11. Eiser voert verder aan dat het hem niet duidelijk was hoe hij had kunnen weten dat verweerder voor de bijtelling het gebruik van de beide auto’s in een belastingjaar bij elkaar optelt, ofschoon volgens hem voor beide auto’s een geheel ander fiscaal regime geldt. Hij is er nooit op gewezen, noch op de website van de belastingdienst, noch via zijn werkgever, noch bij de levering van [AUTOMERK B] dat hij alsnog geconfronteerd zou kunnen worden met een bijtelling over de periode dat hij in [AUTOMERK A] reed als hij geen sluitende kilometerregistratie zou bijhouden voor [AUTOMERK B]. Een bijtelling als hier het geval is voor veel mensen onbegrijpelijk.
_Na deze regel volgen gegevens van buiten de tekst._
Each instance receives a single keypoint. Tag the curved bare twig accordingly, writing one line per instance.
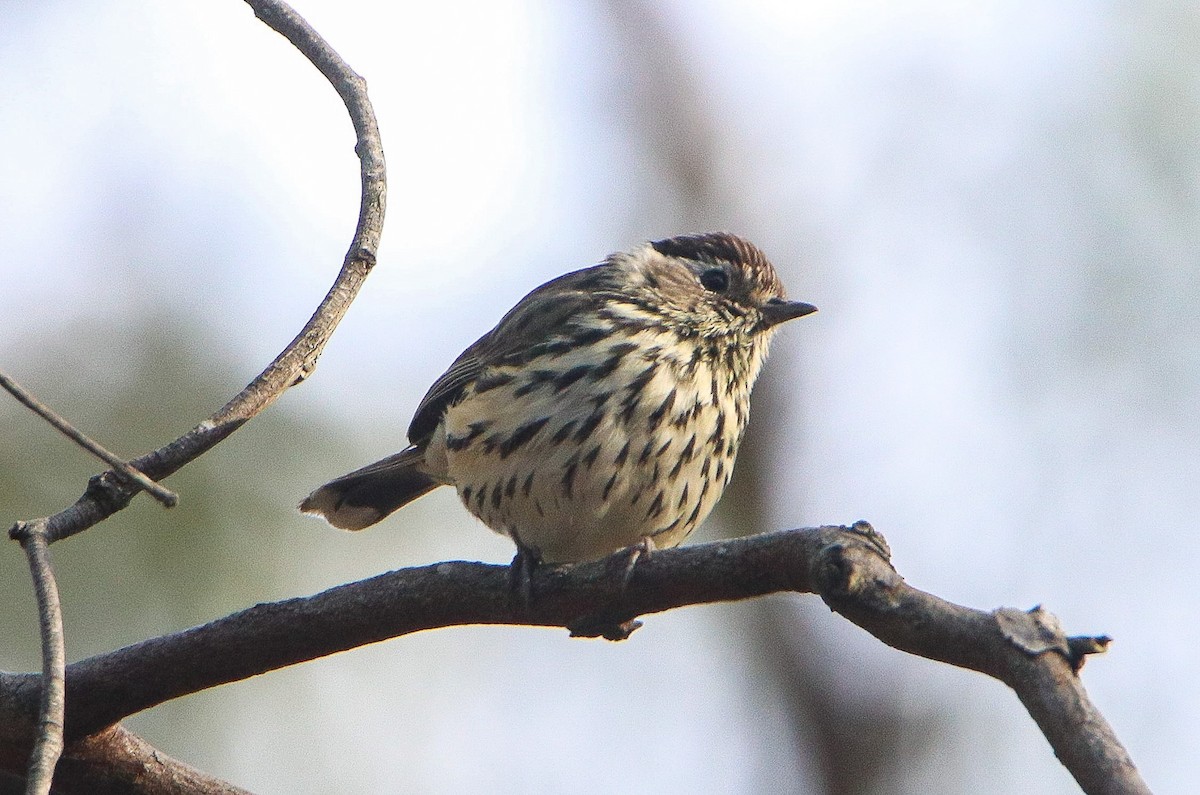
(48, 747)
(107, 492)
(113, 490)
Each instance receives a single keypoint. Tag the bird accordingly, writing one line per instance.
(603, 412)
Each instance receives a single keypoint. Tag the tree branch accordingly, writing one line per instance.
(52, 705)
(847, 567)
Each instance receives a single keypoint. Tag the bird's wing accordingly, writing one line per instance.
(522, 334)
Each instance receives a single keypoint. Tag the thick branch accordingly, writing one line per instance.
(847, 567)
(117, 761)
(108, 492)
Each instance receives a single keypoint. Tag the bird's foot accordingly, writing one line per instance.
(521, 571)
(642, 549)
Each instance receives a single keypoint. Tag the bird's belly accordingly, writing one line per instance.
(594, 467)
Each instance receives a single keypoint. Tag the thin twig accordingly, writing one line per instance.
(163, 495)
(105, 496)
(48, 743)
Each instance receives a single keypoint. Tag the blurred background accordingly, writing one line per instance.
(994, 204)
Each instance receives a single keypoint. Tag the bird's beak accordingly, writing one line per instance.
(777, 310)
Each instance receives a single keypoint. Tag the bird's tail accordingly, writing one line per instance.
(365, 496)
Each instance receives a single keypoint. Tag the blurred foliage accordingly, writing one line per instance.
(145, 571)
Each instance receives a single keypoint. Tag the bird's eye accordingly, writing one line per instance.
(715, 280)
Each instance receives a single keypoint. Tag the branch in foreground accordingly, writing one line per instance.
(52, 704)
(846, 567)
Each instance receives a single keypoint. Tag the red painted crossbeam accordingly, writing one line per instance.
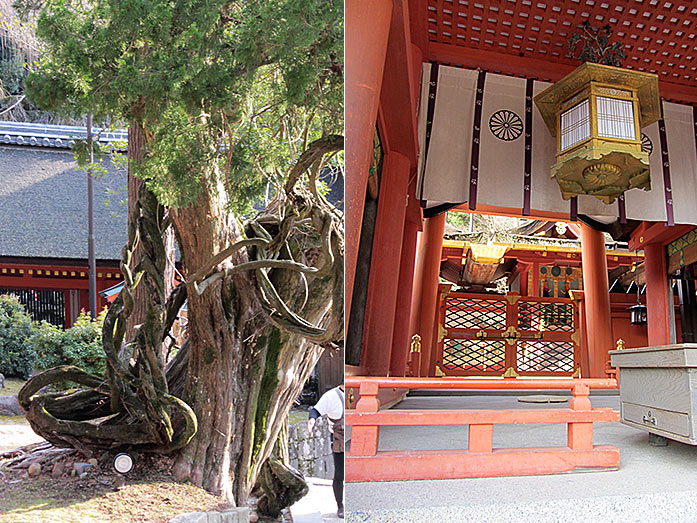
(456, 464)
(478, 383)
(478, 417)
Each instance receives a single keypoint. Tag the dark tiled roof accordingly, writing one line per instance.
(43, 206)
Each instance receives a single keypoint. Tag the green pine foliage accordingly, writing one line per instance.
(80, 345)
(16, 354)
(228, 93)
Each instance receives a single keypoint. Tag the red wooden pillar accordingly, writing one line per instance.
(367, 29)
(425, 298)
(523, 286)
(597, 300)
(66, 307)
(401, 338)
(535, 284)
(657, 303)
(384, 268)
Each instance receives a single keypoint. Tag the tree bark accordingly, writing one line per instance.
(136, 152)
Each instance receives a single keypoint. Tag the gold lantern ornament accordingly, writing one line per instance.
(597, 113)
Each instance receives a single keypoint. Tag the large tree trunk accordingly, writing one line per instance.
(244, 372)
(263, 303)
(223, 345)
(141, 298)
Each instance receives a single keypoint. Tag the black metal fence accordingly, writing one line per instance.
(41, 305)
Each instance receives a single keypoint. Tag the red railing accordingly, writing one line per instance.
(366, 463)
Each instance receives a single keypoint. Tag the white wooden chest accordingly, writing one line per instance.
(658, 389)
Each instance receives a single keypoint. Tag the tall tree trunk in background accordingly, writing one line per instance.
(136, 152)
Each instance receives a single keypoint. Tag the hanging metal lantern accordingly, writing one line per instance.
(597, 113)
(637, 314)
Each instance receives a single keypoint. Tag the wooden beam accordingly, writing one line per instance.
(656, 232)
(399, 94)
(527, 67)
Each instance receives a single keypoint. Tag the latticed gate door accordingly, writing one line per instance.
(484, 334)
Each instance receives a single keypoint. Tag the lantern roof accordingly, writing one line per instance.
(646, 85)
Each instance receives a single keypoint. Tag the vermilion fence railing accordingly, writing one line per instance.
(365, 462)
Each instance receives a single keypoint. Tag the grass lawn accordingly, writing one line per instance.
(149, 495)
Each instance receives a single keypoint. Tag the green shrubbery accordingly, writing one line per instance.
(80, 345)
(25, 346)
(17, 356)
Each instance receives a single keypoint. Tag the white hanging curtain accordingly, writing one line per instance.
(446, 175)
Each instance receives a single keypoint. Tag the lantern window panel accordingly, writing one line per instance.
(575, 125)
(615, 118)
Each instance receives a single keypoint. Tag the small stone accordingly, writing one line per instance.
(57, 470)
(9, 406)
(81, 468)
(120, 482)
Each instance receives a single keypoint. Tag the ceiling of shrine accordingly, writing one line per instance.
(530, 38)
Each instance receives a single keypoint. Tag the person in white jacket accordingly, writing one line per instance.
(331, 404)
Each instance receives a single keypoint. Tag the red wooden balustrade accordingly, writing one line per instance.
(366, 463)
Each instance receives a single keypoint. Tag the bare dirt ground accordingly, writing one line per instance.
(147, 494)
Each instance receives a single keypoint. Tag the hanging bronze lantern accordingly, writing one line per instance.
(637, 314)
(597, 113)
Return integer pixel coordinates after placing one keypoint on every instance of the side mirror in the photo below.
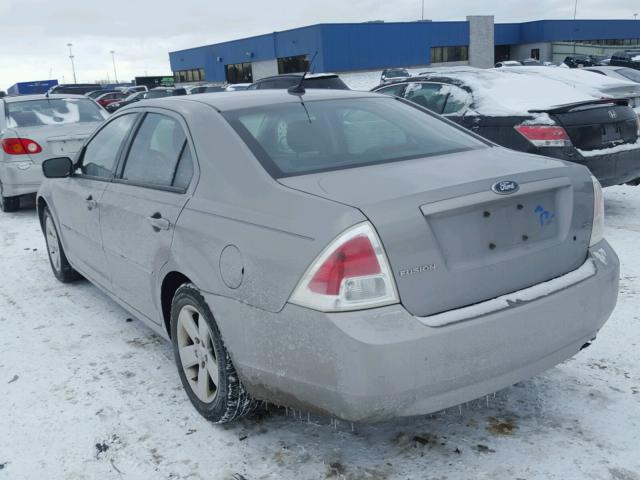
(60, 167)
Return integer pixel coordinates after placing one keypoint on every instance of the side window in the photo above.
(155, 151)
(101, 154)
(437, 97)
(184, 172)
(427, 95)
(393, 90)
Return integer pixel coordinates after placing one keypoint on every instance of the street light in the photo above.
(113, 59)
(73, 67)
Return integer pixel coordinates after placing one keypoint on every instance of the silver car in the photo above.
(339, 252)
(37, 127)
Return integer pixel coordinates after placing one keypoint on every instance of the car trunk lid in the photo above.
(57, 140)
(450, 239)
(598, 125)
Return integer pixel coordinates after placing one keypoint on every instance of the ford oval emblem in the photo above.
(505, 187)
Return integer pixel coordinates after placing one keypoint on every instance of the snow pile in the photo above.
(540, 290)
(499, 92)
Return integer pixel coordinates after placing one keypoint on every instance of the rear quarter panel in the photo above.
(269, 233)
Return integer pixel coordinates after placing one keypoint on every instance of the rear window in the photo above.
(295, 139)
(633, 75)
(54, 111)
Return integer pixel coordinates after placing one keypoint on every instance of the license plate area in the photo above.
(488, 232)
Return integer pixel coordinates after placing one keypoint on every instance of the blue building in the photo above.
(26, 88)
(376, 45)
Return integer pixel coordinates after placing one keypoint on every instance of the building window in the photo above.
(449, 54)
(239, 73)
(296, 64)
(193, 75)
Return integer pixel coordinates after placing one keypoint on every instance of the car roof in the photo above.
(228, 101)
(298, 75)
(42, 96)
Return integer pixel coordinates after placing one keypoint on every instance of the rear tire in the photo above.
(204, 365)
(8, 204)
(57, 258)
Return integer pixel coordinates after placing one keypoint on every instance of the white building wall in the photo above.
(522, 52)
(264, 68)
(481, 41)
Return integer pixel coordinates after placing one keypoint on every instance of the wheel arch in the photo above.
(170, 283)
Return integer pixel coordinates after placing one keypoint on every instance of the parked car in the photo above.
(508, 63)
(620, 73)
(596, 85)
(134, 89)
(74, 88)
(236, 87)
(626, 58)
(393, 74)
(96, 93)
(531, 62)
(106, 98)
(580, 61)
(206, 89)
(143, 95)
(535, 114)
(284, 81)
(34, 128)
(352, 255)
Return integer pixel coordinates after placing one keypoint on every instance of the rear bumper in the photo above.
(610, 169)
(20, 178)
(382, 363)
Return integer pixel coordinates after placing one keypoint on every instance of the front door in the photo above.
(77, 199)
(140, 208)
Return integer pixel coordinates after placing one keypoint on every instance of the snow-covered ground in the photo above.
(85, 393)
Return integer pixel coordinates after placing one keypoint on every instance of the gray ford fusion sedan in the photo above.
(340, 252)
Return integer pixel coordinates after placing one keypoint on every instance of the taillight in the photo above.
(20, 146)
(597, 228)
(544, 135)
(352, 273)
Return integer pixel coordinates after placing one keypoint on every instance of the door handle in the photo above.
(91, 203)
(158, 223)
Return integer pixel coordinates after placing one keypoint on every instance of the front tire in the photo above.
(205, 367)
(57, 258)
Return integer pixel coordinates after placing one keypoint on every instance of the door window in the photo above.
(437, 97)
(101, 154)
(427, 95)
(155, 151)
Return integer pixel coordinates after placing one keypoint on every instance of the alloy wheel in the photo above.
(197, 355)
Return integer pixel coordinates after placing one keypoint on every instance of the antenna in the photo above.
(299, 89)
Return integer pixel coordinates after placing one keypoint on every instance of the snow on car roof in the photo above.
(500, 92)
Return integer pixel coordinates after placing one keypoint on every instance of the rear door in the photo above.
(141, 206)
(76, 199)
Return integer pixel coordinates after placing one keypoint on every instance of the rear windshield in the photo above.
(295, 139)
(631, 74)
(54, 111)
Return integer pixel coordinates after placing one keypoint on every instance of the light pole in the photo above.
(73, 67)
(113, 59)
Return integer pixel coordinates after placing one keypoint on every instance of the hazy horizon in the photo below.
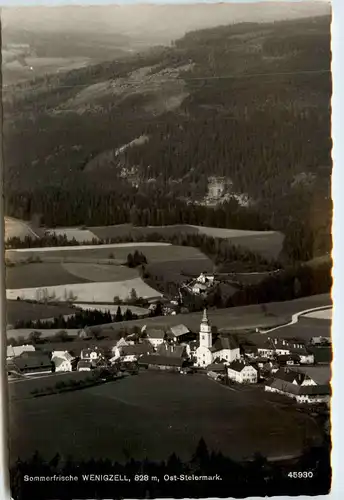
(58, 3)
Het had op de weg van de fiscus gelegen zijn beleid op dit punt, te weten dat er een verschil in fiscale behandeling bestaat tussen een auto met een
0%-bijtelling en een privéauto, bijvoorbeeld via zijn website duidelijk kenbaar te maken. Twee afzonderlijk geraadpleegde belastingadviseurs kenden de uitwerking van deze regeling zoals verweerder die voorstaat evenmin, aldus nog steeds eiser.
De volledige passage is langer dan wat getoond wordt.